A record-breaking close pair of supermassive black holes was detected

Object LGGS J004527.30 + 413254.3 (J0045 + 41 for brevity), which astronomers previously considered part of the Andromeda nebula, turned out to be the closest in the history of observations by a pair of supermassive black holes.

The discovery was made by a research group from the University of Washington: Trevor Dorn-Wallenstein, Emily Levesque and John Ruan. The scientific article with the results of the research was accepted for publication in the Astrophysical Journal, but for the time being it is available on the website of the preprints arXiv.org.

A black hole is called supermassive if it exceeds by mass the Sun hundreds of thousands of times or more. Such objects are observed due to the radiation of the substance incident on them. They are found in the center of many galaxies, including our own.

It is quite rare to find a pair of supermassive black holes circling around the common center of mass. The system, discovered by American astronomers, turned out to be a record close, that is, the distance between the two components of the pair is unusually small.

The Andromeda nebula, also M31, is a large and beautiful spiral galaxy, located about 2.5 million light-years from Earth. Object J0045 + 41 was previously considered a double star with a period of revolution of 80 days, which was part of this galaxy. A double star is a system of two luminaries revolving around a common center of mass.

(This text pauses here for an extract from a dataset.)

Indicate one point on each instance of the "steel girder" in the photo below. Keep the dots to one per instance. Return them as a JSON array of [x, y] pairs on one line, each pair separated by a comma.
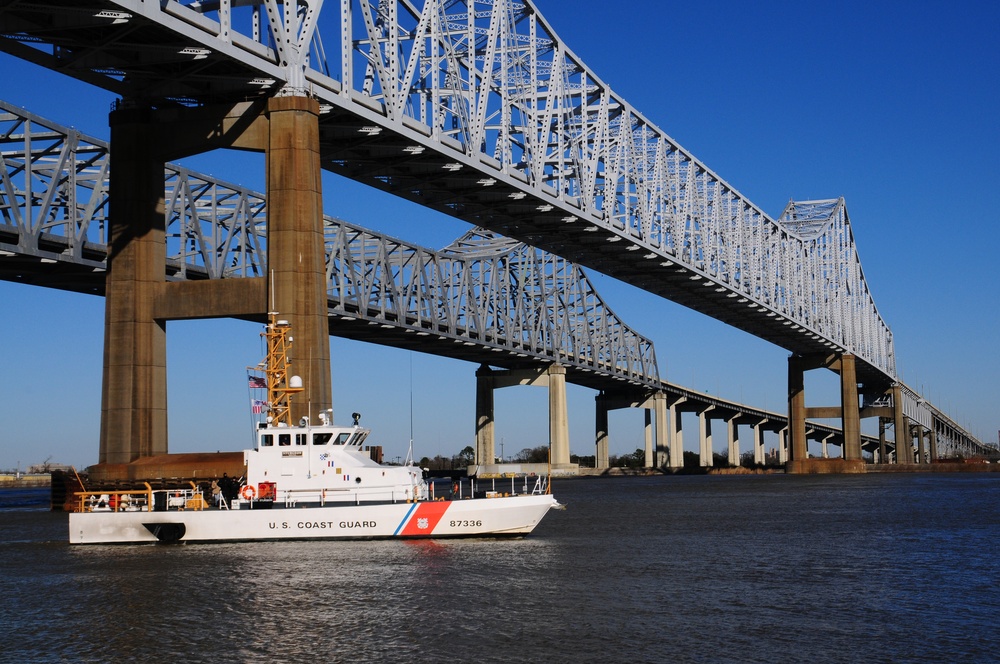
[[515, 304], [480, 110]]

But a group from the University of Washington, using the data of the orbital X-ray observatory Chandra, discovered that the celestial body emits a powerful stream of X-rays. Stars, even double ones, do not behave this way. There was an assumption that one of the components of the system is a neutron star or a black hole on which the companion matter falls. Experts call this process accretion. Accelerating and warming up during the tug-of-war, such a substance will serve as a source of “X-rays.”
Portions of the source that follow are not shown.